The Nebraska Sandhills is very valuable to the state of Nebraska, representing one of the most in-tact and largest grassland ecosystems in temperate regions in the world. Rangeland managers must understand plant community dynamics across the Sandhills to better inform management decisions. The first objective of this study was to evaluate plant community variability on upland Sands ecological sites across different precipitation zones in the Nebraska Sandhills. The second objective of our study was to utilize the Rangeland Analysis Platform (RAP) to examine spatial and temporal variability in biomass production and cover on pastures of ranches analyzed in the first objective across different regional precipitation zones. Frequency of occurrence, dry-weight rank (DWR), and cover point data were collected on 14 working ranches across low precipitation (LPZ), moderate precipitation (MPZ), and high precipitation (HPZ) from 2019 to 2021. Regional differences were found in species frequency and DWR across all years, establishing two distinct plant communities.

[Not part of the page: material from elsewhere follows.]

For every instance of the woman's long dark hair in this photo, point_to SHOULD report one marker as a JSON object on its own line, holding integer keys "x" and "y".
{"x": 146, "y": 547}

The LPZ plant community was characterized by prairie sandreed (Calamovilfa longifolia (Hook) Scribn.), sand bluestem (Andropogon gerardii spp. hallii (Hack.) Wipiff), and sand dropseed (Sporobolus cryptandrus (Torr.) A. Gray); whereas plant communities in the MPZ and HPZ were characterized by little bluestem (Schizachyrium scoparium (Michx.) Nash), Scribner’s rosette grass (Dichanthelium oligosanthes var. scribnerianum (Nash) Gould)., and western ragweed (Ambrosia psilostachya D.C.). Remote sensing data collected from the RAP on the same 14 ranches was used to compare biomass and cover across precipitation zones from 1984-2019. Regional differences were found in mean biomass, bare ground, and perennial forbs and grasses cover, as well as in the response of these variables to annual precipitation. Biomass production was lowest in the LPZ and highest in the HPZ. Bare ground was higher and perennial forbs and grasses cover was lower in the LPZ than the MPZ or HPZ. Bare ground and perennial forbs and grasses cover in the LPZ had a greater response to annual precipitation than the MPZ or HPZ, where cover in the HPZ did not demonstrate large responses to these variables. This research highlights the regional variability that exists on upland plant communities in the Sandhills.